Cole and Ohanian replied as Stephen Williamson’s blog as follows:

Paul Krugman claims our economic history is in “incredibly bad faith” by showing that industrial output is positively correlated with the wholesale price index. The main point of our op-ed, as well as our earlier work, is that most of the increase in per-capita output that occurred after 1933 was due to higher productivity – not higher labor input. The figure shows total hours worked per adult for the 1930s. There is little recovery in labor, as hours are about 27 percent down in 1933 relative to 1929, and remain about 21 percent down in 1939. But increasing aggregate demand is supposed to increase output by increasing labor, not by increasing productivity, which is typically considered to be outside the scope of short-run spending/monetary policies.

The facts that labor doesn’t recover very much, and that wages in some sectors of the economy are well above trend, is why we have analyzed the impact of New Deal cartelization policies. And the slow recovery from the Depression has been known for decades, including work by Armen Alchian, Milton Friedman and Anna Schwartz, and Robert Lucas, all of whom point to New Deal policies that depressed competition in labor and product markets.

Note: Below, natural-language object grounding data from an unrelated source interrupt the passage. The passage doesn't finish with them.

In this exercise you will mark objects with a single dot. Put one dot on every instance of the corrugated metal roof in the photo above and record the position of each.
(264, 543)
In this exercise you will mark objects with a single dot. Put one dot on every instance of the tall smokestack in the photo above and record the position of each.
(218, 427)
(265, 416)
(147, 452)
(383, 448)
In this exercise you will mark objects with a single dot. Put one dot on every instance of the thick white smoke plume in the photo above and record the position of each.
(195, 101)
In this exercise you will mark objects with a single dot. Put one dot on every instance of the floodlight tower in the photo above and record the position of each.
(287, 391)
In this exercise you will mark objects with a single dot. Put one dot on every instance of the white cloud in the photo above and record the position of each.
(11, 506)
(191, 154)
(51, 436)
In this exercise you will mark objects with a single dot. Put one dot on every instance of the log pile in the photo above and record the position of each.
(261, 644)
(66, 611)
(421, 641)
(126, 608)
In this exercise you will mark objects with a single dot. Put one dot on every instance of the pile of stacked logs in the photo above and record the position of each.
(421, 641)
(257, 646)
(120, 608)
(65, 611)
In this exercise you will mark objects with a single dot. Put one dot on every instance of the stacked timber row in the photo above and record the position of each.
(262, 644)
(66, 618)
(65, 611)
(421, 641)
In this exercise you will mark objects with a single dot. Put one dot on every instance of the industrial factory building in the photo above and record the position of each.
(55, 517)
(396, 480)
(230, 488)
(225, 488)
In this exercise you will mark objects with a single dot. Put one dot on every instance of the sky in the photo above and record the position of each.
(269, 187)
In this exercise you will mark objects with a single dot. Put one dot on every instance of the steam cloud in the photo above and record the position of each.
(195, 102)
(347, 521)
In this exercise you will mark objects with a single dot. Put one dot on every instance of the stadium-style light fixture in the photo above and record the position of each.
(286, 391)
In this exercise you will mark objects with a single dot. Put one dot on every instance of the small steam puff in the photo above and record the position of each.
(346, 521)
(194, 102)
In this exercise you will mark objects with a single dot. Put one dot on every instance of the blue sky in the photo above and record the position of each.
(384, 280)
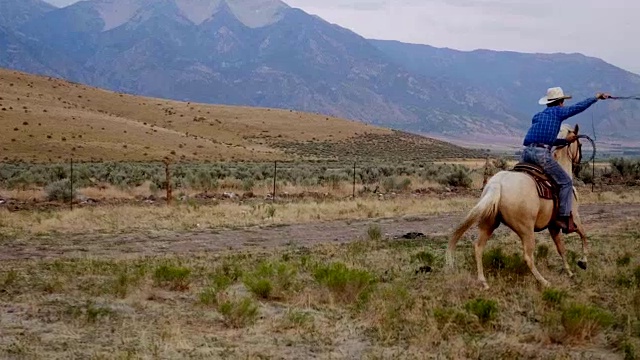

In terms of the relationship between changes in prices and changes in industrial production, our piece examined the 1932-34 period because that was a period cited by Bernanke for strong growth related to eliminating deflation. And the growth that occurred in industrial production during that period occurred while the CPI was falling (1932-1933). Between 1933-34, the CPI rose, but industrial production didn’t.

In any case, growth during the New Deal was due primarily to productivity – not labor.

Historinhas

Several “Market Monetarists” have had a go at Cole & Ohanian (C&O). David Glasner did it in elegant and convincing fashion. Scott Sumner was glad Glasner “demolished” it, Bill Woolsey was “circumspect” and Krugman (a “closet MM”), temporarily forgetting about “peddling” fiscal stimulus, summed it up in strong words:

This goes beyond holding views I disagree with (as does much of what happens in this debate). This is a deliberate attempt to fool readers, demonstrating that there is no good faith here.

The highly misleading paragraph of the C&O article was highlighted and discussed in great detail by David Glasner:

But boosting aggregate demand did not end the Great Depression. After the initial stock market crash of 1929 and subsequent economic plunge, a recovery began in the summer of 1932, well before the New Deal. The Federal Reserve Board’s Index of Industrial production rose nearly 50% between the Depression’s trough…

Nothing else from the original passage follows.